この問題解決力を分解すると大雑把に下図のように表せます。

まず、問題を特定するためには分析力が欠かせません。また、問題解決に当たっては発想力が求められます。解決策を立案した上で、一定の責任を持つ役職であれば、判断力も求められます。そして、最後にそれを実行に移す実行力が必要となります。(ロジカルシンキングが全ての基礎となりますが、それは前々回触れましたので今回は省略します)

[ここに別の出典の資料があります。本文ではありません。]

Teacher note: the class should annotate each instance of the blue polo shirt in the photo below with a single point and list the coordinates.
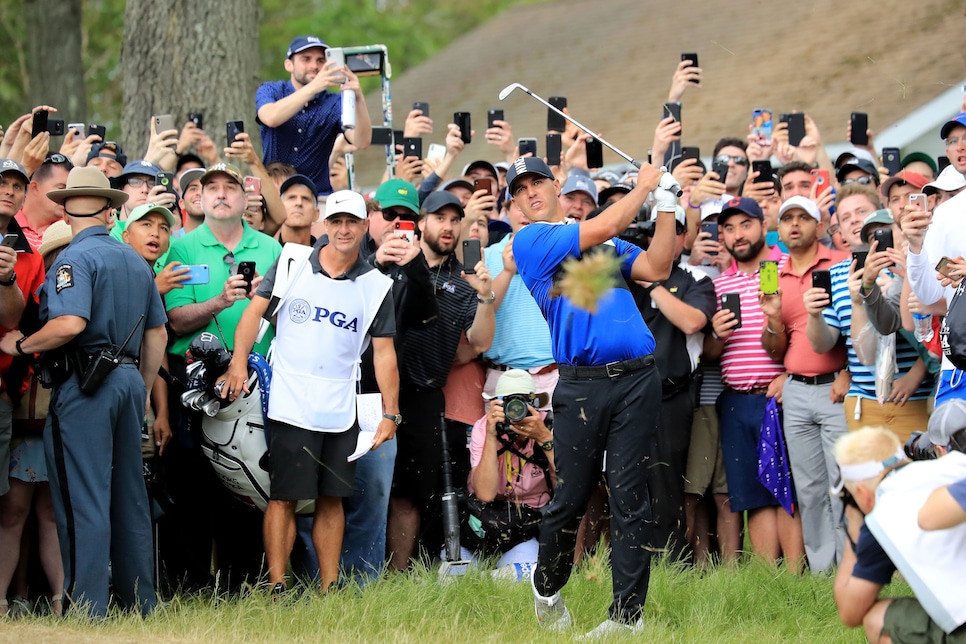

今回は、一連のプロセスの初めに位置する、問題発見力を見ていきます。

問題発見がなぜ重要か

先ほど書いたように、会社の存在目的はそもそも社会の課題を解決することです。そのような会社の中にも日々たくさんの問題があります。新規販路の開拓、顧客クレームの対応など、問題が発生していない会社は見たことがありません。これらの問題を全て解決したいと思ってしまいますが、それは現実的ではありません。
なぜなら全ての問題を解決するには人も時間もお金も足りないからです。
また、目の前にある問題が解決すべき問題ではないということも多々あります。そのため、解決すべき問題を設定することが重要になります。
Peter DruckerもThe most serious mistakes are not being made as a result of wrong answers. The truly dangerous thing is asking the wrong questions. (最も重要な間違いは間違った答えを出すことではない。本当に危険なことは間違った問いに答えることだ)と言っています。

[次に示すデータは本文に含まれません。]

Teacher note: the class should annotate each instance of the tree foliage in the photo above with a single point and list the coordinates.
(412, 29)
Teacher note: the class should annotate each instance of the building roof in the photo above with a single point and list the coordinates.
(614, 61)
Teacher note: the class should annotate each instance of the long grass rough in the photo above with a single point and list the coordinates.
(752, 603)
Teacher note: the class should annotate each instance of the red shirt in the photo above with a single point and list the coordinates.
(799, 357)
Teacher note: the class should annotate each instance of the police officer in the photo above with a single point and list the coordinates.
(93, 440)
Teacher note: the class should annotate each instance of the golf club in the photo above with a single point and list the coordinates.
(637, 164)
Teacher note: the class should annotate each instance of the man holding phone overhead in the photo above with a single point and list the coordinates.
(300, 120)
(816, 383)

これを学生時代に例えて言うと、目の前にはたくさんの問題用紙が散らばっています。制限時間があるため全ての問題を解くことができません。しかも、問題用紙はそれぞれ10点満点から10,000点満点まであります。なおかつ、答案用紙には正解時の満点は書かれていない、といった状況と言えます。

この状況で最も点数を稼ぐには、どの答案用紙が最も得点が高いかを見極めることです。これが問題発見と言えます。

問題発見に成功した事例

問題発見に成功した事例として度々引き合いに出されるのが1990年代のニューヨークで凶悪犯罪を激減させた話です。当時のニューヨークでは1年に2,000件以上の殺人事件が起きていました。この状況を改善するために設定した問題の立て方です。
通常の思考であれば、凶悪犯罪を減らすためには凶悪犯罪を取り締まる必要がある。だから警察官を増員し、各地に配置しようとなります。
しかし、この時は別のアプローチを取りました。それは、凶悪犯罪がなぜ起きるか、それはモラルの低下である。モラルの低下はなぜ起きるか、軽犯罪の増加である。軽犯罪の増加はなぜ起きるか、それは街中で窓が割られていたり、落書きが放置されているからだ。
従って、割れた窓や落書きを放置せず、軽犯罪を徹底的に取り締まろうとしました。
その結果、5年後には殺人事件は64%も減少しました。

これは起きている問題の根本原因を見極めたことが勝因の一つです。凶悪犯罪の取締りは対処療法でしかなく、凶悪犯罪を取り締まろうとすれば、警察官も多く配置が必要ですし、リスクもあります。一方、落書きを消したり軽犯罪を取り締まったりすることは凶悪犯罪への対処よりも圧倒的にリソースが少なくてすみます。

問題解決のシンプルな公式

難しそうに聞こえたかもしれませんが、問題解決自体はとてもシンプルな公式で表せます。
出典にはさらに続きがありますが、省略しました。